By Sunday she was no longer able to maintain her house training. She was walking into corners and staring into nothingness, as though looking for something that wasn't there — herself, perhaps. I don't know. Sunday night she nipped at me while I was trying to administer her pills, and River's said she did the same on Monday as well.
That morning we agreed that she wasn't getting better, wasn't going to get better, didn't have any quality of life whatsoever, and that keeping her body alive was only hurting all of us. I spent a few minutes with my manager to tell him what had been going on and asked whether today or tomorrow (Tuesday or Wednesday) would be a better day to take off; today was the preference, and so we made the necessary arrangements.

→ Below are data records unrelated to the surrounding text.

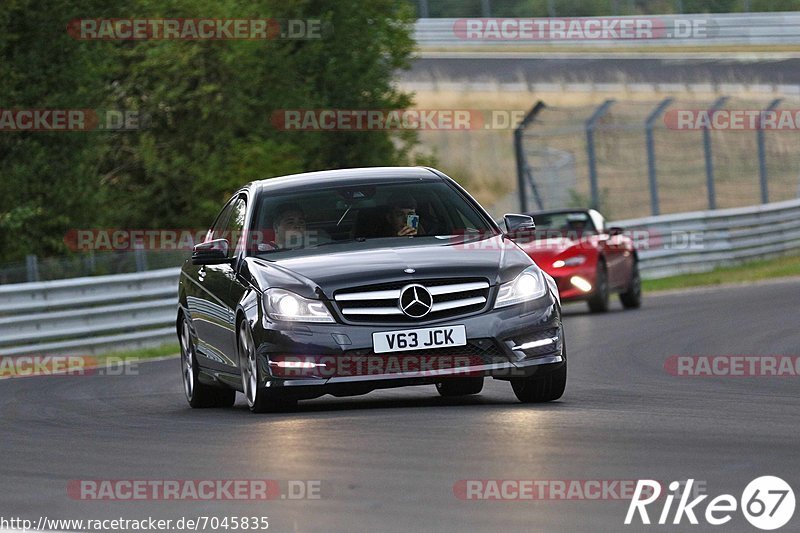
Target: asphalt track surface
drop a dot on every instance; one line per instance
(388, 461)
(573, 68)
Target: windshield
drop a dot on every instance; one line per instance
(308, 222)
(567, 221)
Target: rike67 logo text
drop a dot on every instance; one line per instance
(767, 503)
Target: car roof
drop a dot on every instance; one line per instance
(346, 176)
(556, 211)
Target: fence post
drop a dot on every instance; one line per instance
(655, 206)
(590, 125)
(762, 156)
(32, 266)
(712, 193)
(522, 166)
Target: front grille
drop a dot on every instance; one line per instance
(379, 303)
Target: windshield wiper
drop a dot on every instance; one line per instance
(343, 241)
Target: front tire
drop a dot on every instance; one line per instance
(460, 386)
(199, 395)
(539, 389)
(258, 399)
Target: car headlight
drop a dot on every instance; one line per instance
(572, 261)
(281, 304)
(529, 285)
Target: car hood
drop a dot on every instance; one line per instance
(495, 258)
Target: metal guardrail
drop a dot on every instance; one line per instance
(719, 30)
(683, 243)
(87, 315)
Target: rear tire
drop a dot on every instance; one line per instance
(538, 389)
(199, 395)
(598, 303)
(460, 386)
(632, 297)
(259, 400)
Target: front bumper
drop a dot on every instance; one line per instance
(316, 359)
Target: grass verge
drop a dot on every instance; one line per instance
(780, 267)
(139, 354)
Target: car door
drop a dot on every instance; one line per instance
(208, 298)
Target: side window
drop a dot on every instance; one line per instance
(218, 228)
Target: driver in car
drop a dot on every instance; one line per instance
(400, 207)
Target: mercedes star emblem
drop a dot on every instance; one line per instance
(415, 301)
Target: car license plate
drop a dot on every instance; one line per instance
(419, 339)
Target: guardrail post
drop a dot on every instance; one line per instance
(522, 165)
(590, 125)
(32, 266)
(655, 206)
(712, 193)
(139, 258)
(762, 156)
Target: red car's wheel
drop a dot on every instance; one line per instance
(598, 303)
(632, 297)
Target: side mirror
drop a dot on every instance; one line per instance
(211, 253)
(519, 226)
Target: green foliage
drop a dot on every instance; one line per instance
(204, 107)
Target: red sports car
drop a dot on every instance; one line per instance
(588, 260)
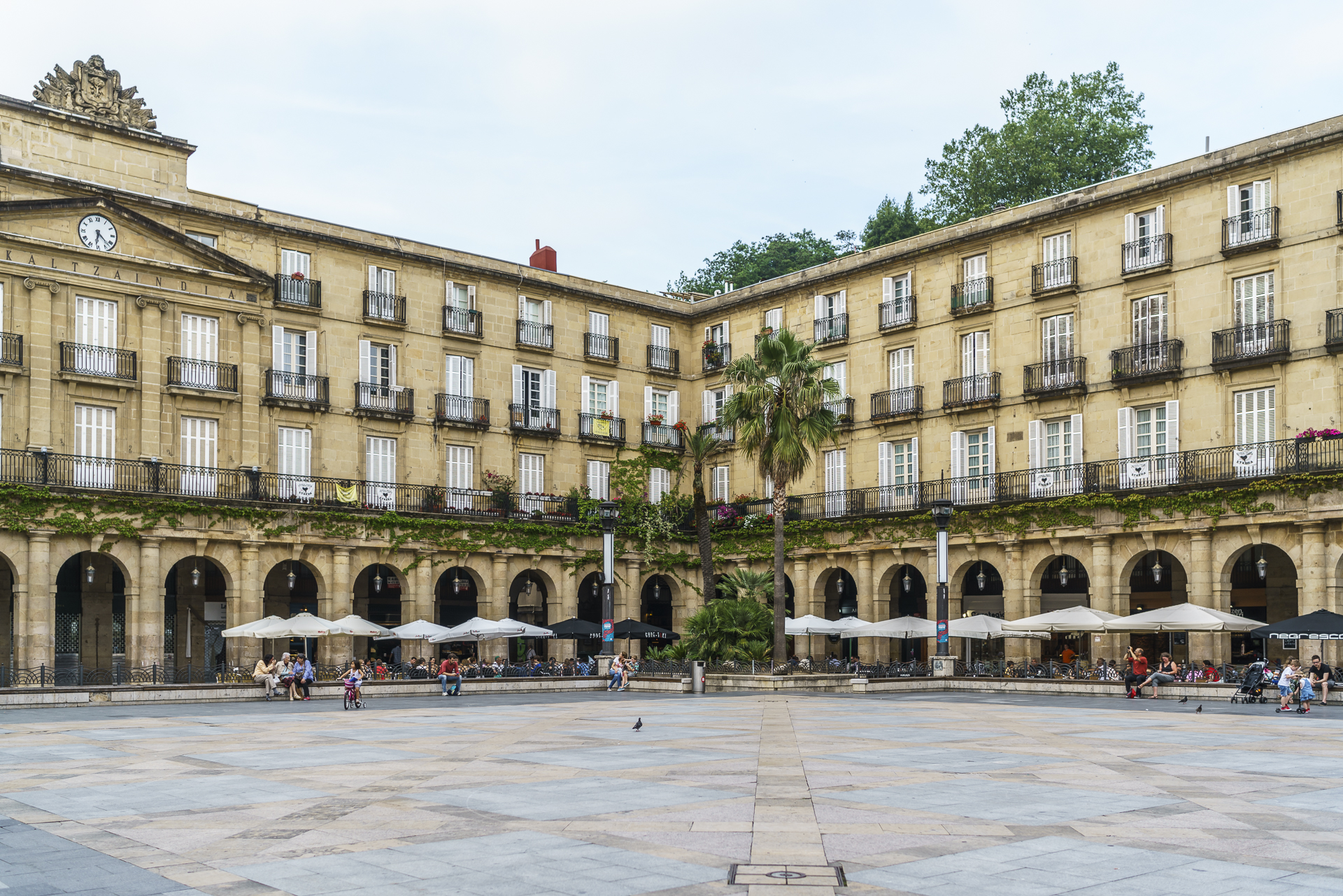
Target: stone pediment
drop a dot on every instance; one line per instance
(94, 90)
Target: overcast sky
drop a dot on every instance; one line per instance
(638, 138)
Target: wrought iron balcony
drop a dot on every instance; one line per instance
(602, 427)
(204, 375)
(464, 321)
(1334, 331)
(1147, 362)
(284, 386)
(1147, 253)
(462, 410)
(1252, 344)
(11, 348)
(537, 421)
(1249, 230)
(973, 296)
(96, 360)
(385, 306)
(903, 312)
(842, 408)
(386, 399)
(664, 437)
(606, 348)
(832, 329)
(535, 335)
(716, 356)
(972, 390)
(1051, 276)
(664, 359)
(299, 290)
(897, 404)
(1061, 375)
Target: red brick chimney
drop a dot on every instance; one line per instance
(543, 257)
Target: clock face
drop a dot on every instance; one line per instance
(99, 233)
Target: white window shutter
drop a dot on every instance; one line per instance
(1172, 427)
(1035, 443)
(958, 455)
(548, 390)
(1125, 432)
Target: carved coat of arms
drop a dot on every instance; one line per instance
(92, 89)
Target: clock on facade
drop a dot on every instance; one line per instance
(97, 233)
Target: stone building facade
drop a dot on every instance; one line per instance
(1144, 336)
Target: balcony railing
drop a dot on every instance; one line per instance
(1252, 344)
(1149, 252)
(297, 387)
(462, 321)
(97, 360)
(842, 408)
(11, 348)
(602, 427)
(972, 390)
(537, 335)
(1147, 362)
(664, 359)
(305, 293)
(602, 347)
(902, 312)
(716, 356)
(664, 437)
(1249, 230)
(902, 402)
(204, 375)
(528, 418)
(462, 410)
(973, 296)
(1051, 276)
(387, 399)
(1334, 331)
(385, 306)
(1060, 375)
(832, 329)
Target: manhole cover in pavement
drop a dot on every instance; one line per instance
(790, 875)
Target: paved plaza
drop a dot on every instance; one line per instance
(537, 795)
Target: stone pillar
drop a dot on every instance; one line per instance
(145, 614)
(35, 617)
(250, 605)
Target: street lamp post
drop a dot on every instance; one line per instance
(610, 512)
(941, 518)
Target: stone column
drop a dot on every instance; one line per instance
(145, 614)
(250, 604)
(35, 620)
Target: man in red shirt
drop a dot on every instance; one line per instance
(449, 669)
(1137, 672)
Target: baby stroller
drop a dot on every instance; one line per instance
(1252, 685)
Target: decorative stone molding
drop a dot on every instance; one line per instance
(94, 90)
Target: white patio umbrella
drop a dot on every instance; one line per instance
(902, 627)
(357, 626)
(248, 629)
(1182, 617)
(418, 630)
(1068, 620)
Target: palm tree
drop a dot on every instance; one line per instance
(702, 443)
(781, 417)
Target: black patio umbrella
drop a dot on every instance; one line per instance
(576, 629)
(1321, 625)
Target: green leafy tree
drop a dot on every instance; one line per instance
(893, 222)
(747, 264)
(779, 411)
(1058, 137)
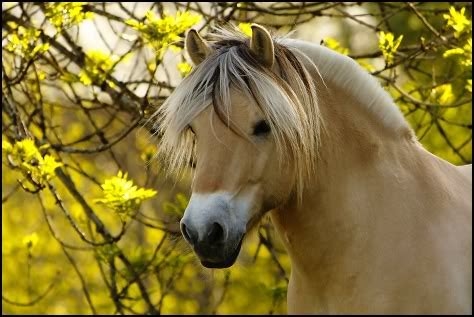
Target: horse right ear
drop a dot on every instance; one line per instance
(197, 47)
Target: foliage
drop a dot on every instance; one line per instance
(122, 196)
(389, 45)
(82, 229)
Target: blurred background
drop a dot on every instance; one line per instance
(89, 214)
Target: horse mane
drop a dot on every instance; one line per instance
(288, 100)
(347, 74)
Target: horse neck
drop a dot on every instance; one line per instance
(357, 157)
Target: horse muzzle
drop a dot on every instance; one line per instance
(215, 246)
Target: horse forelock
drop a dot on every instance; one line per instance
(288, 100)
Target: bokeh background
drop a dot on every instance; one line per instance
(89, 214)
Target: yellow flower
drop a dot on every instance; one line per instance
(468, 85)
(245, 28)
(457, 20)
(162, 33)
(31, 240)
(64, 15)
(121, 195)
(25, 156)
(443, 94)
(389, 45)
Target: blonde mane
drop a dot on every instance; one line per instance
(345, 73)
(288, 100)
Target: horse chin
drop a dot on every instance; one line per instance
(223, 264)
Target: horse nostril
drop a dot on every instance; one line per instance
(188, 234)
(216, 234)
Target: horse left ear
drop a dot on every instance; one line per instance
(261, 45)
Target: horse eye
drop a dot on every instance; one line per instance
(261, 128)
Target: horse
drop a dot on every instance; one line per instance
(372, 221)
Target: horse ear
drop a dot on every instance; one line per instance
(261, 45)
(197, 47)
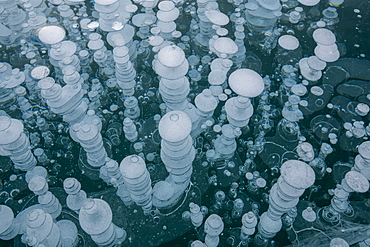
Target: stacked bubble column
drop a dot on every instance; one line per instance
(224, 48)
(95, 218)
(15, 144)
(218, 75)
(262, 16)
(225, 144)
(108, 14)
(205, 25)
(353, 181)
(102, 56)
(249, 223)
(66, 101)
(167, 14)
(172, 65)
(129, 128)
(213, 227)
(41, 230)
(247, 84)
(206, 104)
(137, 180)
(91, 141)
(111, 174)
(239, 34)
(8, 227)
(177, 154)
(296, 176)
(76, 196)
(124, 69)
(50, 204)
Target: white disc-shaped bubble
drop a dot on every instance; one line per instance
(51, 34)
(246, 82)
(288, 42)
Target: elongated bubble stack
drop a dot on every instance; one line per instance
(15, 144)
(96, 220)
(137, 181)
(92, 142)
(41, 229)
(247, 84)
(296, 176)
(262, 15)
(172, 66)
(177, 153)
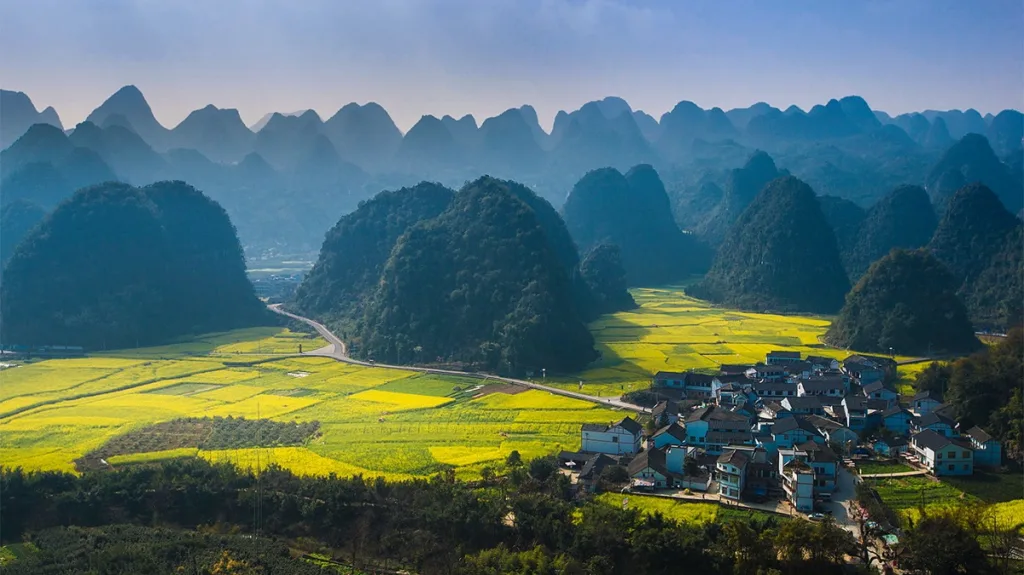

The only thing sadder than the drive to the vet's today was the drive home, and the heavens opened as if the gods themselves mourned Raven's passing.
This house seems so empty now. This was the only home Raven ever really knew; other than her first seven weeks, she spent her lifetime here. A lifetime we had hoped would have been much fuller, much much longer: frolicking in the meadows; suffering through being washed by our littlecat, Vyonne; being at our sides to console us when the inevitability of age took Bitty from us; growing old and grizzled herself, and eventually passing beyond amid the company of another generation of loving Flatcoats and Tollers.
We give dogs food, shelter, and love. In return, they give us everything they have.
Too soon, too soon. Our little girl is gone, and my heart is breaking.